EPA Completes Data Collection For CAFO Study

The Environmental Protection Agency has released data from a national emissions study at concentrated animal feeding operations that raise pigs, broiler chickens, cattle and turkeys.

The Environmental Protection Agency has released data from a national emissions study at concentrated animal feeding operations that raise pigs, broiler chickens, cattle and turkeys. On its website, EPA has posted emissions data that researchers gathered from a total of 24 monitoring sites in nine states as well as a separate industry study for broiler chicken operations in Kentucky.

The two-year national emissions study was the result of a voluntary agreement signed in 2005 between the CAFO industry and EPA. The National Pork Board, National Chicken Council, National Milk Producers Federation and American Egg Board funded the research through the nonprofit Agricultural Air Research Council.
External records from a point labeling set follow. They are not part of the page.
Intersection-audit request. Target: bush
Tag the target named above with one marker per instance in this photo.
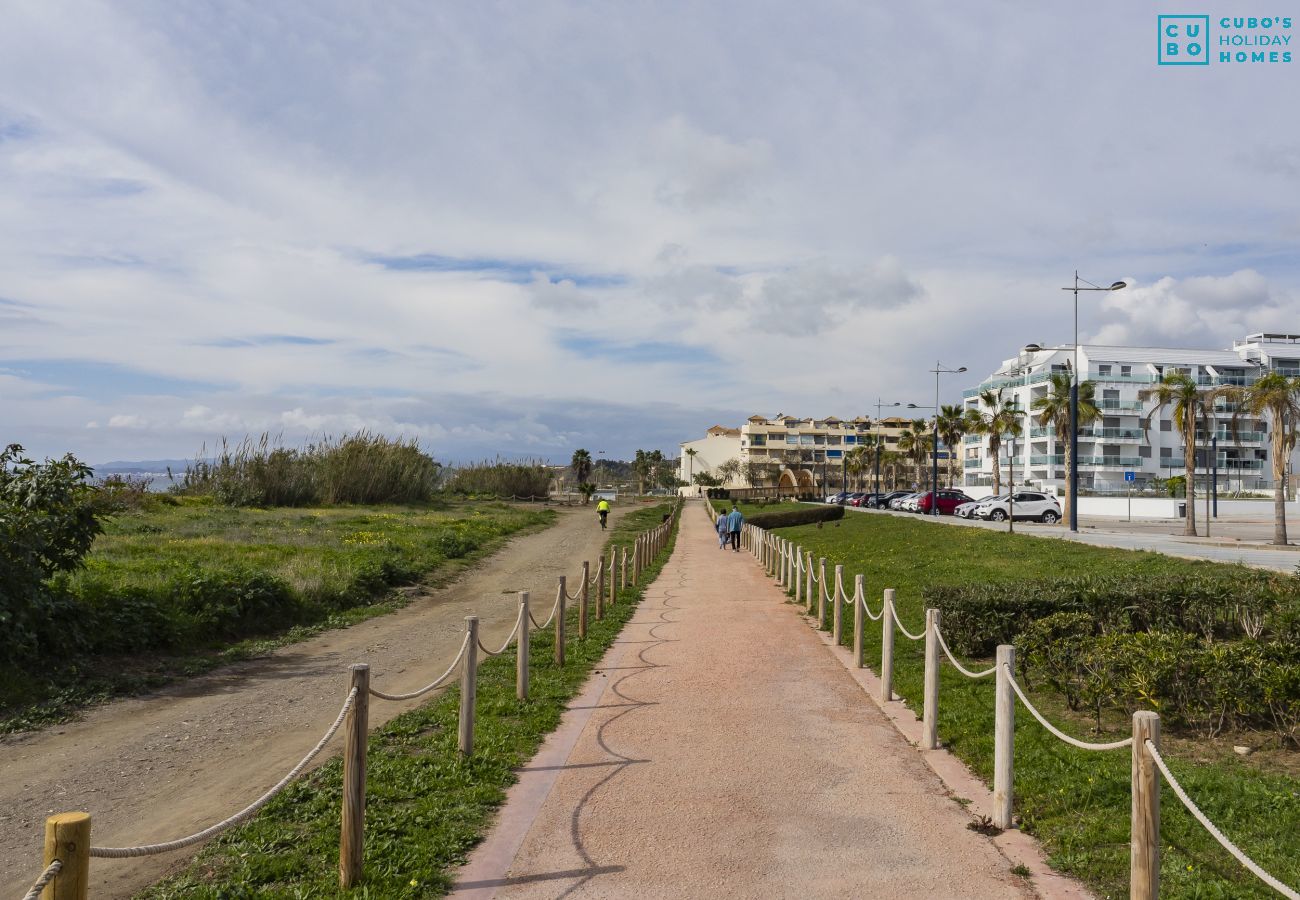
(804, 515)
(47, 526)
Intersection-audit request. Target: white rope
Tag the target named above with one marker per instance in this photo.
(555, 608)
(46, 877)
(243, 814)
(512, 632)
(432, 684)
(960, 667)
(874, 617)
(1067, 739)
(1214, 833)
(902, 628)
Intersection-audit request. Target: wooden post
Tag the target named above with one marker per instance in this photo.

Purdue University conduced the study, overseen by EPA's Office of Air Quality Planning and Standards, which currently is developing emissions-estimating models from the data.

Purdue researchers collaborated with others at Cornell University, Iowa State University, North Carolina State University, Texas A&M University, the University of California-Davis, the University of Minnesota and Washington State University.

Al Heber, a professor of agricultural and biological engineering and leader of the study at Purdue, said he will now move to the next phase of his work: studying and publishing the dynamics and causes of the emissions and "mining" the extensive data for more information. At the same time, EPA is using the data to develop formulas that could be used by animal feeding operations or agencies to estimate their emissions. The agency, however, has not yet issued a final report to interpret the data, a move awaited by environmental groups that petitioned the agency in 2009 to regulate greenhouse gas emissions of methane and nitrous oxide as well as other air pollutants from such operations.

EPA said it will use the emissions data to " help develop improved methodologies for estimating [animal feeding operations] emissions," noting that such methodologies are commonly used to estimate emissions from industries where site-specific monitoring data are not available.

A 2002 report by the National Academy of Sciences called on EPA to develop scientifically credible methodologies for estimating emissions from CAFOs, saying the agency's existing approaches were inadequate.